Mary Beth Clark

Culinary Educator · Consultant · Author

Smoked Ham Mousse with Stone Fruit (Apricots, Nectarines, Peaches)

www.marybethclark.com

Decades ago, James Beard created the wonderful Ham Mousse with Peaches for the Four Seasons Restaurant in New York City. This dish became a highlight on the summer menu. He flavored the mousse with a touch of Port but if you prefer a different alcoholic flavoring, try Bourbon. Omitting alcohol, try prepared horseradish. A small amount adds a delightful zing. In addition to peaches, do try other stone fruit and be sure to sample nectarines and apricots. Their slight acidity is a magnificent counterpoint to the ham.

Include a rich-tasting country ham with its mouthwatering hint of smoke, rather than bland boiled ham or pre-sliced luncheon meat. Make Smoked Ham Mousse one or two days in advance of serving. It’s worth the wait for flavors to blend into savory goodness. Serve as an appetizer, as finger food with small fruit pieces such as apricot halves, or as a main dish during summer’s nectarine and peach season.

 

Stone Fruit: Choose firm ripe for easier stuffing
Apricots, Nectarines, Peaches or other stone fruit
Fresh lemons

Smoked Ham Mousse:
Smoked ham
Prepared mustard or dry mustard powder
Ruby or Tawny Port or Bourbon, optional
Prepared horseradish, optional
Classic mayonnaise or vegan mayonnaise
Fresh lemon juice
Salt to taste
Freshly grated nutmeg, optional

Garnish:
Fresh lemon zest
Ground black pepper
Fresh herbs (chervil, mint, parsley, tarragon)

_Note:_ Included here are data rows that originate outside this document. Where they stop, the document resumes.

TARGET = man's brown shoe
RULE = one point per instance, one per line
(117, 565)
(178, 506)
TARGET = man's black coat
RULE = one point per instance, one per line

1. Smoked Ham Mousse: Prepare in a food processor with the metal chopping blade or a stand blender. Trim the ham as needed removing any tough edges. Cut into small pieces for easier processing. Grind the ham into fine bits. Add the mustard, Port or Bourbon or horseradish, and mayonnaise. Blend until the mousse has smooth texture. Keep adding mayonnaise making the mousse as soft as you prefer, even pourable. Taste and adjust with mustard and horseradish as needed. Add fresh lemon juice to taste and blend. Lightly season with salt because the salt develops later on while the mousse is in the refrigerator.

2. Fruit: Split the fruit in half. Twist the stones or pits to remove them, then discard them.
Grate the lemon zest and reserve for garnishing. Cut the lemons in half. Rub the cut surface of each fruit with the cut side of the lemon to prevent darkening of the fruit.

3. Assemble: Mound the smoked ham mousse in the center of each fruit half where the stones or pits were. Garnish with lemon zest, ground black pepper, and herbs.